Multiply one apprenticeship, one "meet the buyer" event, one batch of funded training cards by every live contract across a large authority and you don't have a list — you have a sprawling portfolio of mini-contracts, each needing to be chased, checked and signed off by someone.
Why spreadsheets and email collapse
Almost everyone starts with a spreadsheet and an inbox. They work — right up until the volume makes them stop working. The failure modes are predictable:
- Version chaos. Multiple copies of the tracker, edited by different people, none of them definitively current.
- No automated reminders. A commitment due in eight months has no way of resurfacing itself; it's remembered, or it isn't.
- Chasing by hand. Evidence has to be prised out of dozens of supplier contacts one email at a time, then re-chased when it doesn't arrive.
- No audit trail. When a claim is questioned, there's no clean record of who promised what, what was submitted, who checked it and when.
- No reliable proof of delivery. "Mostly done, probably" is not evidence — but a spreadsheet cell can't tell the difference.
- Painful reporting. Every quarterly or annual report becomes a scramble to reassemble scattered data into something defensible.
The blunt truth
You cannot track thousands of these mini-contracts to a good standard by hand. Past a certain volume, an automated system isn't a nice-to-have — it's the only way the job actually works.
This isn't a criticism of the people doing it; they're typically diligent professionals doing their best with the wrong tools. It's a statement about arithmetic. The duty to evidence and report delivery scales with the number of commitments; manual effort scales the same way; and human attention doesn't. Something has to give — usually the quality and completeness of the evidence, which is exactly the thing the law increasingly expects you to be able to show.
What good delivery looks like
Done well, delivery stops being a quarterly scramble and becomes a steady, visible process.
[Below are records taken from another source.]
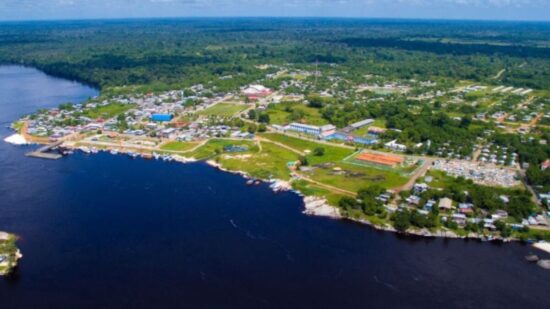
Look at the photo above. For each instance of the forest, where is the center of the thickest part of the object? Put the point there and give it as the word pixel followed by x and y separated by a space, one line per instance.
pixel 163 53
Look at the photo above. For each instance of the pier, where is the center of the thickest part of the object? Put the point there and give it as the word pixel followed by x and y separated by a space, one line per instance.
pixel 44 152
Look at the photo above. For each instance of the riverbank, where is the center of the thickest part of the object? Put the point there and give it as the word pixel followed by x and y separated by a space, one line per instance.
pixel 313 205
pixel 9 253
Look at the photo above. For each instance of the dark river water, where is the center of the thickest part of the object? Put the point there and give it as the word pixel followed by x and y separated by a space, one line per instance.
pixel 103 231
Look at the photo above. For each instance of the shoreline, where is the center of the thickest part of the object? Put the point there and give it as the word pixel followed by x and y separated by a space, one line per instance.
pixel 318 206
pixel 9 253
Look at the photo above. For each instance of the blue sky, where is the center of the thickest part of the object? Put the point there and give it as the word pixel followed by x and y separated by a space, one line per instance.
pixel 440 9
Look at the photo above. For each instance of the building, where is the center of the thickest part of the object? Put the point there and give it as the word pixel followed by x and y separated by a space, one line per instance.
pixel 361 124
pixel 162 117
pixel 393 145
pixel 323 131
pixel 381 159
pixel 445 203
pixel 376 130
pixel 255 91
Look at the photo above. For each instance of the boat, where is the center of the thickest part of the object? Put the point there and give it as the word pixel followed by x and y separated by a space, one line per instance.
pixel 544 264
pixel 132 154
pixel 531 258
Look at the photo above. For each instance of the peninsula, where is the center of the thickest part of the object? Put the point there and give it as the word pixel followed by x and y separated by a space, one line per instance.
pixel 407 127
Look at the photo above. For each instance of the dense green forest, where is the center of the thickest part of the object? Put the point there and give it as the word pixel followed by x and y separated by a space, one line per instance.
pixel 163 53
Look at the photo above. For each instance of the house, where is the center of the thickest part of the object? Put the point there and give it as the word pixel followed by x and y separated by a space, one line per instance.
pixel 162 117
pixel 376 130
pixel 393 145
pixel 361 124
pixel 429 205
pixel 312 130
pixel 445 203
pixel 420 188
pixel 459 219
pixel 256 91
pixel 413 200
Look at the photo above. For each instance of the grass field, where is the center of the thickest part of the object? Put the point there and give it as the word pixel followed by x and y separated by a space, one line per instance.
pixel 380 123
pixel 271 162
pixel 279 115
pixel 224 109
pixel 209 149
pixel 108 111
pixel 353 178
pixel 332 153
pixel 178 146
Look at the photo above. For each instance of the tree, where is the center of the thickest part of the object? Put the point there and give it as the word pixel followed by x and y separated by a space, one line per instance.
pixel 402 220
pixel 252 128
pixel 262 128
pixel 319 151
pixel 347 202
pixel 264 118
pixel 304 161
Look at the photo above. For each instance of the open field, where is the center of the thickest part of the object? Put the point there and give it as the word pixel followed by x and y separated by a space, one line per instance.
pixel 224 109
pixel 332 153
pixel 178 146
pixel 271 162
pixel 379 122
pixel 282 114
pixel 215 146
pixel 354 178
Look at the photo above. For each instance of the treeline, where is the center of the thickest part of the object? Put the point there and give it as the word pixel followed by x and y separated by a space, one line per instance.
pixel 178 52
pixel 439 47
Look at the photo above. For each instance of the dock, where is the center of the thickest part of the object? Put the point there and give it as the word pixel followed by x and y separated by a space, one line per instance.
pixel 44 152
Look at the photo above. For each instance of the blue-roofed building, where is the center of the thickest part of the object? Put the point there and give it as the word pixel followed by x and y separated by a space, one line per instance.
pixel 162 117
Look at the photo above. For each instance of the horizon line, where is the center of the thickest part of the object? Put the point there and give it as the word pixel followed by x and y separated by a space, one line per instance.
pixel 270 17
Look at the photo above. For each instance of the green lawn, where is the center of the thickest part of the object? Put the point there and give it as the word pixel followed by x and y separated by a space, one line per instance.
pixel 279 115
pixel 353 178
pixel 270 162
pixel 209 149
pixel 108 111
pixel 380 123
pixel 332 153
pixel 224 109
pixel 178 146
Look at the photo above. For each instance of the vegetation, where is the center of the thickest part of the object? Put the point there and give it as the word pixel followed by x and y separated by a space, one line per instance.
pixel 224 109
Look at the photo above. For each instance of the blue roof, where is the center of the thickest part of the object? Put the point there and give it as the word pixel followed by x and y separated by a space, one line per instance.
pixel 161 117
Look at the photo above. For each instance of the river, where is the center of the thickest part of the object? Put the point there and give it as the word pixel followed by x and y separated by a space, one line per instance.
pixel 104 231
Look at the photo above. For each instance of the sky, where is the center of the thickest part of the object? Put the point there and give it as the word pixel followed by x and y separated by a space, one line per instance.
pixel 424 9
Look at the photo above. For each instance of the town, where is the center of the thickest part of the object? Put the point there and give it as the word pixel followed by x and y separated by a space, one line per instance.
pixel 368 166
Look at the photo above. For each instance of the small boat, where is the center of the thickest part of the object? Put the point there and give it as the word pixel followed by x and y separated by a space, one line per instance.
pixel 531 258
pixel 544 264
pixel 132 154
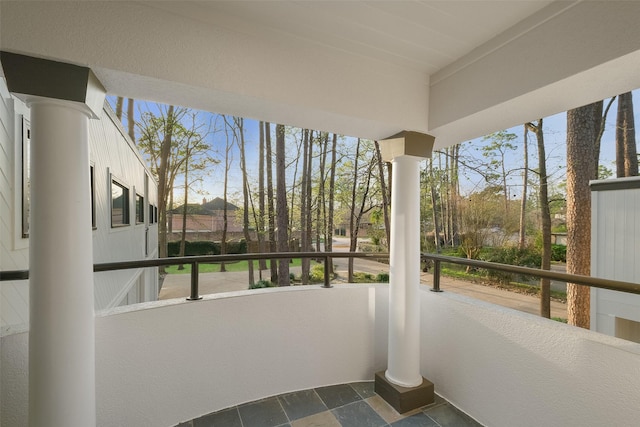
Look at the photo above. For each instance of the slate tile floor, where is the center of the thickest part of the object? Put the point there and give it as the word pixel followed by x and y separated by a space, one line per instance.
pixel 346 405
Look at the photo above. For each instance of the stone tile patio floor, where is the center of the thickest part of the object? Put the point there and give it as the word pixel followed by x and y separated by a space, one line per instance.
pixel 347 405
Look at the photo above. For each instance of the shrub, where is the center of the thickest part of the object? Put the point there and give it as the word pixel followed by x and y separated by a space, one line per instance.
pixel 206 247
pixel 558 253
pixel 262 284
pixel 382 278
pixel 316 274
pixel 527 257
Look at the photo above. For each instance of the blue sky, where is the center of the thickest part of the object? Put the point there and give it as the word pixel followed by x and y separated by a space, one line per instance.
pixel 555 143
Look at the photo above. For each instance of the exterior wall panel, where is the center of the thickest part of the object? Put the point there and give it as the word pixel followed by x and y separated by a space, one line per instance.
pixel 615 233
pixel 111 152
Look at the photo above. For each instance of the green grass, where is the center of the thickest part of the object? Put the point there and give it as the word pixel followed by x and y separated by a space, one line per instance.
pixel 230 266
pixel 459 272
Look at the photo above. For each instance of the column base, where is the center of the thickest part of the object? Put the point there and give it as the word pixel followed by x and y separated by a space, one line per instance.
pixel 404 399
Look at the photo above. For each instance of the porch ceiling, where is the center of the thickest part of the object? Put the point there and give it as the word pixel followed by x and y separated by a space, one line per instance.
pixel 454 69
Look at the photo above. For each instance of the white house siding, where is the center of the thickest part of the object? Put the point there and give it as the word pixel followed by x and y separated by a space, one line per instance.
pixel 14 251
pixel 113 155
pixel 615 252
pixel 111 151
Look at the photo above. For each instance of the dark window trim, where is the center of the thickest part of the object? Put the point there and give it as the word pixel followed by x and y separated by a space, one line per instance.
pixel 126 215
pixel 92 172
pixel 140 208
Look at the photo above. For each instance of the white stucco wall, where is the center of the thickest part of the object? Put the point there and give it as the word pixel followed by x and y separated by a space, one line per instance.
pixel 110 152
pixel 166 362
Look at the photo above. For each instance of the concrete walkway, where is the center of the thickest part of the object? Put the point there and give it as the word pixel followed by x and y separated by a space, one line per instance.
pixel 178 286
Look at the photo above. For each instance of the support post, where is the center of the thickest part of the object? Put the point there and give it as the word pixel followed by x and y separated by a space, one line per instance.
pixel 62 98
pixel 402 384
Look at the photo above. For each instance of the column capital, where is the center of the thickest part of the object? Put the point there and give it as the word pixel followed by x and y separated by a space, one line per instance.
pixel 407 143
pixel 31 78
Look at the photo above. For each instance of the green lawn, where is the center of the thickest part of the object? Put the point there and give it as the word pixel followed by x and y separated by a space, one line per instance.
pixel 230 266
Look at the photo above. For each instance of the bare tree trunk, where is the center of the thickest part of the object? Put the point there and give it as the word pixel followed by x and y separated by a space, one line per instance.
pixel 119 103
pixel 183 237
pixel 385 194
pixel 545 218
pixel 239 125
pixel 131 121
pixel 262 264
pixel 434 203
pixel 602 118
pixel 581 135
pixel 328 244
pixel 523 206
pixel 282 207
pixel 163 187
pixel 455 194
pixel 321 209
pixel 626 152
pixel 271 209
pixel 225 191
pixel 305 215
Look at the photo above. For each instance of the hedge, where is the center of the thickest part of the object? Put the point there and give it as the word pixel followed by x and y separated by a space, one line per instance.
pixel 205 247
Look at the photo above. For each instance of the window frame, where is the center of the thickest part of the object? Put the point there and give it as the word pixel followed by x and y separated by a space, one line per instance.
pixel 140 208
pixel 126 214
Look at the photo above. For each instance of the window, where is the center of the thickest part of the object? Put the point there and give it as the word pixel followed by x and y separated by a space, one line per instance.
pixel 119 204
pixel 151 218
pixel 26 177
pixel 93 198
pixel 139 209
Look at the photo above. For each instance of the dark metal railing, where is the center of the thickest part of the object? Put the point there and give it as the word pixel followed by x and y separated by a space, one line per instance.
pixel 327 257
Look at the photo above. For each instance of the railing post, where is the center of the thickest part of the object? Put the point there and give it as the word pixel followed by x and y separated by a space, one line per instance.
pixel 436 277
pixel 327 272
pixel 194 282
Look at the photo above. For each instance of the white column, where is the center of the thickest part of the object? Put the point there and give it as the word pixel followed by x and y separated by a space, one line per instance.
pixel 404 278
pixel 61 339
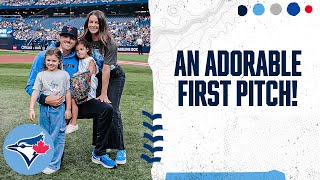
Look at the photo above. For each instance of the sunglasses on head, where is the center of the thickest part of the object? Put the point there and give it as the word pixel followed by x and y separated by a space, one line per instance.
pixel 71 37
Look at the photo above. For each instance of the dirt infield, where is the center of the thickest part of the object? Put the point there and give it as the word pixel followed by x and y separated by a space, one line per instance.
pixel 27 58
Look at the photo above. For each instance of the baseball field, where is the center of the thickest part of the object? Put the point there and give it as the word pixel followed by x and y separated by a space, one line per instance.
pixel 137 96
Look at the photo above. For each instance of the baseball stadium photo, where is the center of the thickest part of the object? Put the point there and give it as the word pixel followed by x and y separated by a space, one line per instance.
pixel 78 69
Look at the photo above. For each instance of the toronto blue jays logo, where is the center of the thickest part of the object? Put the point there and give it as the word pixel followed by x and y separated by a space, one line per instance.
pixel 30 148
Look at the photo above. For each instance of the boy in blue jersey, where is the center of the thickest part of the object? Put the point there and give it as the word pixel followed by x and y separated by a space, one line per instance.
pixel 100 112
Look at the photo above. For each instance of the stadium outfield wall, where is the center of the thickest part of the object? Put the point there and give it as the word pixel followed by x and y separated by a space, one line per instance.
pixel 75 5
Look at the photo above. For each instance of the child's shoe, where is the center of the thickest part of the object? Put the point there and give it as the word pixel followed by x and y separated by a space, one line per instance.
pixel 71 128
pixel 121 157
pixel 104 160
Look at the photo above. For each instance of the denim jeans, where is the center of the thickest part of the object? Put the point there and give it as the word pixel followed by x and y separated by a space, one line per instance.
pixel 115 89
pixel 52 120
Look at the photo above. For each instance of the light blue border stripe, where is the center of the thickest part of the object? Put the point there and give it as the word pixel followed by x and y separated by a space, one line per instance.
pixel 271 175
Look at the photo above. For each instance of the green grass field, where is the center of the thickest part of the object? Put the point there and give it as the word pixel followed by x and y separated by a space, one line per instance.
pixel 137 96
pixel 133 57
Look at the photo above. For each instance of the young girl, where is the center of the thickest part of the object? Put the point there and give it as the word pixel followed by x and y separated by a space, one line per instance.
pixel 86 63
pixel 52 118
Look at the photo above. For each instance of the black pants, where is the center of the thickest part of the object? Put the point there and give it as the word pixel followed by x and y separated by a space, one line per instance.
pixel 102 120
pixel 115 89
pixel 140 49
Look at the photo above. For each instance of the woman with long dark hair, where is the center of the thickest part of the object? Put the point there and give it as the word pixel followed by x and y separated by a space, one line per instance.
pixel 111 77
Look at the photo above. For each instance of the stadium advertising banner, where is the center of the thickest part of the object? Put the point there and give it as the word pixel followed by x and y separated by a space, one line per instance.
pixel 5 32
pixel 237 86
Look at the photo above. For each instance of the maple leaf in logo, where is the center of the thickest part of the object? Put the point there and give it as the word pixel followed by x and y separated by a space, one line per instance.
pixel 41 148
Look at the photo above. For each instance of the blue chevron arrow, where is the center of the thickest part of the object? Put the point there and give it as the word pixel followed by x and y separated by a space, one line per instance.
pixel 152 128
pixel 152 117
pixel 150 160
pixel 153 139
pixel 152 150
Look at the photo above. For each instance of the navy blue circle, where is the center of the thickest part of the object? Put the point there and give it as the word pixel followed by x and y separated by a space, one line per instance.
pixel 242 10
pixel 293 9
pixel 21 149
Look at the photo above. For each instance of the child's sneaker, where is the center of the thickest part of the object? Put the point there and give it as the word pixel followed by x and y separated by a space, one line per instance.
pixel 71 128
pixel 48 171
pixel 121 157
pixel 104 160
pixel 109 150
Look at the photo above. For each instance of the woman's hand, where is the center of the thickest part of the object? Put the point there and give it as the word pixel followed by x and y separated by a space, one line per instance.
pixel 67 114
pixel 103 98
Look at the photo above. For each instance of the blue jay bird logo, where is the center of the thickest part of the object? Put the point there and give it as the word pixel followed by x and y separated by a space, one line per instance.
pixel 30 148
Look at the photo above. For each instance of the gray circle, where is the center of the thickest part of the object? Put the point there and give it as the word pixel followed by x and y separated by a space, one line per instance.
pixel 275 9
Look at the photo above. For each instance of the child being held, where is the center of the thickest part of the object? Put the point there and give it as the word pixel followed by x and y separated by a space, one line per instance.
pixel 86 64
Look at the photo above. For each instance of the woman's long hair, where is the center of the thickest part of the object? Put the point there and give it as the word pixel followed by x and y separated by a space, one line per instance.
pixel 104 34
pixel 52 51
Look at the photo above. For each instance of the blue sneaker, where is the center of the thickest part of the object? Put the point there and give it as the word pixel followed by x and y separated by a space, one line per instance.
pixel 121 157
pixel 104 160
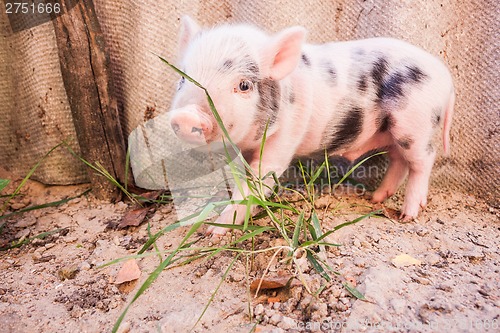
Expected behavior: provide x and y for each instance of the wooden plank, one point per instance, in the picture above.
(89, 87)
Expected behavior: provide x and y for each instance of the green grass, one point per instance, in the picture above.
(302, 232)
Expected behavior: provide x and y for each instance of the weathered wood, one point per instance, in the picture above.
(88, 83)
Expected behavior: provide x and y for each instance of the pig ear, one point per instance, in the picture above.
(283, 54)
(189, 28)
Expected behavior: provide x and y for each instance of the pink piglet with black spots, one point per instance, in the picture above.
(347, 98)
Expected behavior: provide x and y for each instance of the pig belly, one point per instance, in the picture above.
(379, 141)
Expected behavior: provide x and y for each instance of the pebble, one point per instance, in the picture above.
(259, 309)
(84, 266)
(125, 327)
(22, 234)
(398, 304)
(70, 239)
(287, 323)
(26, 222)
(358, 261)
(49, 245)
(275, 319)
(356, 242)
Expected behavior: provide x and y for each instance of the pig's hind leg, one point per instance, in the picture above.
(394, 176)
(420, 159)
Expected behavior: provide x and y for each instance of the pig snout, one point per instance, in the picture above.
(191, 125)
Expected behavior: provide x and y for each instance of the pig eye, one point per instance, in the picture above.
(245, 86)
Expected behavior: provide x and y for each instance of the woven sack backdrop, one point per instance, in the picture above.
(35, 113)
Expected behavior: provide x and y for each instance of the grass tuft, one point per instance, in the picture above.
(300, 229)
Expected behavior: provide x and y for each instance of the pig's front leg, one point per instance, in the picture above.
(275, 158)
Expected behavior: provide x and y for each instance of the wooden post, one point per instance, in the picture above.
(87, 80)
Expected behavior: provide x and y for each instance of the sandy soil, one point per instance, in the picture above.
(450, 283)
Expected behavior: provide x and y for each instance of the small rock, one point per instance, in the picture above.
(287, 323)
(70, 239)
(356, 243)
(269, 312)
(259, 309)
(275, 319)
(398, 304)
(358, 261)
(67, 272)
(84, 266)
(23, 234)
(26, 222)
(125, 327)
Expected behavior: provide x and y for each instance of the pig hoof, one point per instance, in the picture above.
(407, 218)
(380, 196)
(216, 231)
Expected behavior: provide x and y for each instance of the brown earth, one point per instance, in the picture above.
(449, 283)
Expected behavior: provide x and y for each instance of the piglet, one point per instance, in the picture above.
(347, 98)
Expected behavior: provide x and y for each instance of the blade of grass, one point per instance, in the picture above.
(45, 205)
(154, 275)
(3, 184)
(28, 176)
(28, 240)
(216, 290)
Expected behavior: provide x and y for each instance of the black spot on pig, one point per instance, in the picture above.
(385, 123)
(291, 96)
(347, 130)
(362, 83)
(331, 73)
(393, 84)
(305, 60)
(405, 142)
(436, 117)
(268, 105)
(253, 68)
(429, 149)
(227, 65)
(379, 71)
(181, 83)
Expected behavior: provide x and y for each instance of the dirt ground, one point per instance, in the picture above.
(448, 282)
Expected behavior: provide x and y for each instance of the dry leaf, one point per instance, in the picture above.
(404, 260)
(134, 217)
(153, 195)
(130, 271)
(269, 283)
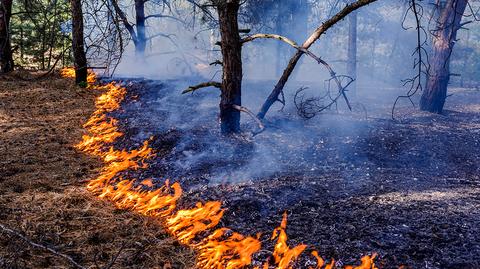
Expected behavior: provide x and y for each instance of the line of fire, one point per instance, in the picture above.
(231, 134)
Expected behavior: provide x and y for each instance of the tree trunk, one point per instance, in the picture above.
(232, 66)
(352, 50)
(6, 57)
(435, 93)
(273, 97)
(141, 43)
(80, 59)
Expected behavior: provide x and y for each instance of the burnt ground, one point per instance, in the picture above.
(407, 189)
(42, 187)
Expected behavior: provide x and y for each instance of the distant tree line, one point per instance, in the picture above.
(43, 33)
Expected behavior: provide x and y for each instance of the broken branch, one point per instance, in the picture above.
(203, 85)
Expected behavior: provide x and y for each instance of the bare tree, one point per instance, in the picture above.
(80, 59)
(274, 96)
(137, 30)
(6, 58)
(352, 49)
(444, 38)
(232, 65)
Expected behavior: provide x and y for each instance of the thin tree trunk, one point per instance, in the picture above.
(232, 66)
(80, 59)
(309, 42)
(435, 93)
(141, 43)
(352, 50)
(6, 57)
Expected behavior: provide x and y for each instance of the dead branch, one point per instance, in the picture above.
(273, 97)
(270, 36)
(292, 43)
(255, 118)
(35, 245)
(203, 85)
(309, 107)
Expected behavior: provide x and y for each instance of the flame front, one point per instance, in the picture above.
(69, 72)
(217, 248)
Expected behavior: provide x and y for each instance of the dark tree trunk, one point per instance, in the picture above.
(80, 59)
(352, 50)
(141, 43)
(435, 93)
(232, 66)
(6, 57)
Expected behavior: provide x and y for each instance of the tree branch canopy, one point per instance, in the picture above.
(203, 85)
(306, 45)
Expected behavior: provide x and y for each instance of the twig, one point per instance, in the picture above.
(36, 245)
(203, 85)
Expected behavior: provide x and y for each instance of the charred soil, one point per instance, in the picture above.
(406, 189)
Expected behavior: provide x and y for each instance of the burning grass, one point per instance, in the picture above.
(42, 186)
(195, 227)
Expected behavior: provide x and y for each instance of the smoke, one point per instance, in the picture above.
(187, 125)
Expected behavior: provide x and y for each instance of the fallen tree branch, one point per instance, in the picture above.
(203, 85)
(35, 245)
(255, 118)
(292, 43)
(273, 97)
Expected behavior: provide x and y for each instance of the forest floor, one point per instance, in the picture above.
(407, 189)
(42, 187)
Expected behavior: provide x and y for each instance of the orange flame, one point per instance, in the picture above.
(283, 254)
(217, 249)
(229, 252)
(69, 72)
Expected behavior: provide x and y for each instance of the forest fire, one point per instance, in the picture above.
(195, 227)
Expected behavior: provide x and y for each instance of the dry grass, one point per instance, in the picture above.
(42, 180)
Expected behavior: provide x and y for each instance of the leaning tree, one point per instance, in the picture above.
(231, 48)
(444, 36)
(80, 59)
(6, 57)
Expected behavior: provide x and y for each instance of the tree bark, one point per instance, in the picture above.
(141, 43)
(435, 93)
(80, 59)
(307, 44)
(232, 66)
(352, 50)
(6, 57)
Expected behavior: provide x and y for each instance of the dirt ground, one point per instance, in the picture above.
(406, 189)
(42, 194)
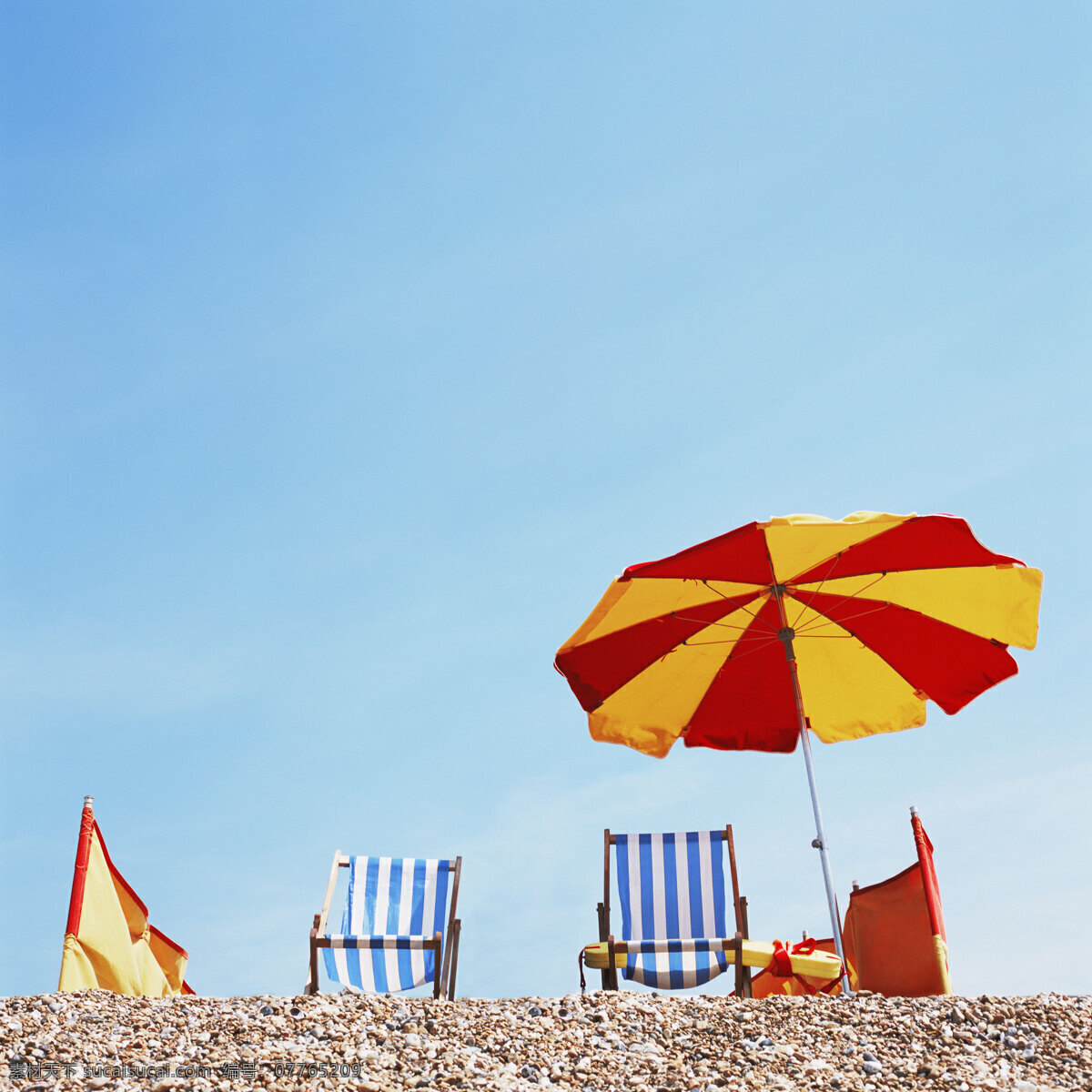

The ingredients are consistent:
- Granular tracking per deliverable — every individual commitment is its own tracked item, with an owner, a due date and an evidence requirement, right down to the single apprentice.
- Automated evidence chasing — the system reminds suppliers and escalates, instead of a person remembering to.
- Approve / reject with quality scoring — submitted evidence is reviewed and rated, so "delivered" means delivered to a standard, not merely claimed.
- Live RAG status — a real-time red/amber/green view of the whole portfolio, so problems surface early while there's still time to fix them.
- One-click reporting — reports assembled from the live record on demand, not rebuilt by hand each cycle.